FLL Stock Forecast & Price Target
FLL Analyst Ratings
Bulls say
Full House Resorts Inc. experienced a significant revenue increase of 21% in 2024, driven by the successful opening of Chamonix and enhanced gaming performance in Illinois, with a notable 34% year-over-year growth in gaming revenue observed as of January. The company achieved a 42% rise in EBITDA for the quarter, while improvements in operational efficiency are expected as management addresses cost control and prioritizes margin enhancements at its properties.

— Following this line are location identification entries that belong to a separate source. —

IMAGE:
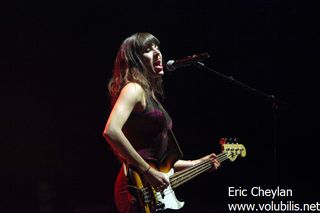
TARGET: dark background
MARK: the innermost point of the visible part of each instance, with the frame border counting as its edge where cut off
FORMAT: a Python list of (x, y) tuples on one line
[(56, 60)]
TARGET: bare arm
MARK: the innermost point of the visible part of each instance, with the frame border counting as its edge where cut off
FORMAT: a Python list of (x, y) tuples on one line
[(131, 98)]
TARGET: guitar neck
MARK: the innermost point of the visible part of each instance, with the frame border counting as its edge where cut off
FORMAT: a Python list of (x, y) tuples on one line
[(181, 177)]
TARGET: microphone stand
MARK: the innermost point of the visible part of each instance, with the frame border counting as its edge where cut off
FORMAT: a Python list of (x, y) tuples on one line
[(275, 105)]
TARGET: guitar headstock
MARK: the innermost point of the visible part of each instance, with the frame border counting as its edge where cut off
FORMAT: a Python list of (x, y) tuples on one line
[(232, 148)]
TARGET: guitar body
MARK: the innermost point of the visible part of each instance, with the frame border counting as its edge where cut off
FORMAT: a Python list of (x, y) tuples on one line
[(152, 201), (149, 199)]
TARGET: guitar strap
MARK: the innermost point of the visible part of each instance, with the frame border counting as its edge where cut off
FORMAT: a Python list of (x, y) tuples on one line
[(175, 145)]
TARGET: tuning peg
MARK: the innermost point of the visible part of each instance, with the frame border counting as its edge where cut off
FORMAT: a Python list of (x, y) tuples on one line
[(222, 141)]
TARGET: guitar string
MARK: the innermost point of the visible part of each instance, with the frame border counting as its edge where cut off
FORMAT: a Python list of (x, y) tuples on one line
[(194, 171), (220, 158), (182, 173)]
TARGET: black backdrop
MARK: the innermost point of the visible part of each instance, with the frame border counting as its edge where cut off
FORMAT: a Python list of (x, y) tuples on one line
[(57, 58)]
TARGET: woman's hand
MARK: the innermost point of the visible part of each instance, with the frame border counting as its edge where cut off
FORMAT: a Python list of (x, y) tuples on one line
[(156, 179), (212, 157)]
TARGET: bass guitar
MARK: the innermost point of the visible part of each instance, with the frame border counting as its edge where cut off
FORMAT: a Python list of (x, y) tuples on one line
[(151, 200)]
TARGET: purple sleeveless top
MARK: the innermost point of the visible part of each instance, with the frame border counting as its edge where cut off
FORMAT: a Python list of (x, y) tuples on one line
[(148, 131)]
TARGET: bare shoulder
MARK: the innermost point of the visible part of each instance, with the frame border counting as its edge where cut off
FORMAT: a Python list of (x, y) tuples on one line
[(133, 89), (132, 92)]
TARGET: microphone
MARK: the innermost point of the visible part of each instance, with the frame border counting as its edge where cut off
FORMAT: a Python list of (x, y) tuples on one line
[(187, 61)]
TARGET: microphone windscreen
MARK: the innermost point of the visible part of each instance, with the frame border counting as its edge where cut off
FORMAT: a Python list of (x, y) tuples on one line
[(170, 65)]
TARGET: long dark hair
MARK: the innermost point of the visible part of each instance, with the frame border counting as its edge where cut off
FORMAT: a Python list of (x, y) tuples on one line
[(129, 66)]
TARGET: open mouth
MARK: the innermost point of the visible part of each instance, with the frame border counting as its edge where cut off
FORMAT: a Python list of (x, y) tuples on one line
[(158, 64)]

Furthermore, the gaming board's extension of the temporary casino's operational timeline until late 2027, alongside a recovery in Colorado and stability in its core portfolio, positions Full House Resorts to achieve positive free cash flow and reduce leverage in the near future.
Bears say
Full House Resorts is facing a negative outlook primarily due to slower-than-expected revenue growth projections, with estimates adjusted to reflect a ramp-up below anticipated levels of approximately $10 million to $15 million for 2025. Additionally, the company's revenue concentration in the Midwest & South segment increases its vulnerability to market volatility and potential capital acquisition challenges, while the risk of cannibalization from online gaming threatens the performance of its land-based properties. Furthermore, rising labor and material inflation costs, coupled with broader political and economic uncertainties, add layers of risk that could adversely affect the company's operational stability and opportunities for revenue generation.
This aggregate rating is based on analysts' research of Full House Resorts and is not a guaranteed prediction by Public.com or investment advice.